We know retailers are always looking for ways to beat online competitors. We also can see that successful retailers are adapting a previously siloed strategy to now ensure that all their channels (physical, online, mobile) work together, delivering the shopper a blended experience, no matter where they decide to purchase. For physical retail in particular, there are some specific areas where technology and merchandising can play a key part in keeping the channel competitive and relevant. Some of the main areas where technology and merchandising can help include:
A Walmart in Rogers, Arkansas, is helping consumers avoid the queue by making every aisle the check-out aisle this holiday season.
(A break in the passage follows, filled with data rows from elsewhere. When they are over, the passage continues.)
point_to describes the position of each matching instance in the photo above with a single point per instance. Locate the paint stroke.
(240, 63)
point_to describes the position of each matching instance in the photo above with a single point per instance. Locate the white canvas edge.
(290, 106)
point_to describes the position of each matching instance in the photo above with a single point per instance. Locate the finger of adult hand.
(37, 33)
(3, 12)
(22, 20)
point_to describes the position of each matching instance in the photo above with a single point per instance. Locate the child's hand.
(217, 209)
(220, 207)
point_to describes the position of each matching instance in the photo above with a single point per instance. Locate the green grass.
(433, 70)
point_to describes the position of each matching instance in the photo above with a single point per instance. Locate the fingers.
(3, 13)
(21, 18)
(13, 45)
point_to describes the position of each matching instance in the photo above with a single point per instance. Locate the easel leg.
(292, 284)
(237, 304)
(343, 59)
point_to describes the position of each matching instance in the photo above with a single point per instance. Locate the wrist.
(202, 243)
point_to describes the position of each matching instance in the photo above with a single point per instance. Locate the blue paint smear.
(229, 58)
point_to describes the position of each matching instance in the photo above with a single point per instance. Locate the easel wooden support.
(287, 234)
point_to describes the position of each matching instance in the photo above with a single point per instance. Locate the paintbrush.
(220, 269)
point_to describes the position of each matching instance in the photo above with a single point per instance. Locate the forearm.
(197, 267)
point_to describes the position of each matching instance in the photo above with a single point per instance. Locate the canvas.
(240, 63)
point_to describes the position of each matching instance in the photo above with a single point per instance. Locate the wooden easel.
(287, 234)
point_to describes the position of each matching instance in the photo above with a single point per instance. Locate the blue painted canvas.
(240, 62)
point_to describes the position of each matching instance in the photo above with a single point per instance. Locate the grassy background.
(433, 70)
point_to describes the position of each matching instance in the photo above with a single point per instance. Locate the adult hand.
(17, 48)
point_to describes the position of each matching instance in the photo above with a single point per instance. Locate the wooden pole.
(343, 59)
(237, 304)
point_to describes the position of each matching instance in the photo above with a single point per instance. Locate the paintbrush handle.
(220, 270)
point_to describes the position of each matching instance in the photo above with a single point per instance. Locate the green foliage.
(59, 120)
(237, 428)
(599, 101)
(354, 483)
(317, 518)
The store also offers in-store wayfinding through the Walmart App Shoppers can simply speak the name of the product they're looking for (for example, 'bedding') and the Walmart app will guide them there.
The recent opening of the 'House of Innovation 000' by Nike, is a great example of taking experiential retail to the next level. The 6 stories across more than 68,000 sq ft in New York offers many experiences that are both personal and responsive - two factors which are easier to deliver online, but Nike have managed to bring in-store. For example, with Shop The Look, shoppers can scan a code on an in-store mannequin, browse every item that the mannequin is dressed in, check to see if specific sizes are available in-store and then request for a store associate to send the items to a fitting room. The space features 'maker' studios where shoppers can personalize their shoes. And like the Walmart example above, you can also skip the lines and pay with the Nike app while you're in-store, or visit aNike Instant Checkout station located throughout the store where customers can bag their purchases themselves.
Nordstrom is investing in experiential retail by replacing inventory with activity in some stores. The Nordstrom Local concept that launched in LA invites customers to gather and socialize over glasses of wine or beer, get a manicure and meet with personal stylists. By identifying a factor that online shopping can't compete with, the retailer built luxurious dressing rooms where shoppers can try on outfits they ordered online and if the clothing doesn’t fit, a tailor is on hand to make the alterations on site.
Sephora introduced a Beauty Hub in-store - featuring technology that allow for precision color matching for foundation shades by scanning the shopper's face. There is also a Virtual Artist service where shoppers can test looks on an iPad or connected mirror equipped with thousands of looks. Though the retailer offers many self service options like this, they still also acknolwedge the importance of knowledagble associates instore for the optimial experience. In fact, Deborah Yeh, senior vice president of marketing and brand at Sephora, has stressed the importance of thinking about technology and store associates "in balance."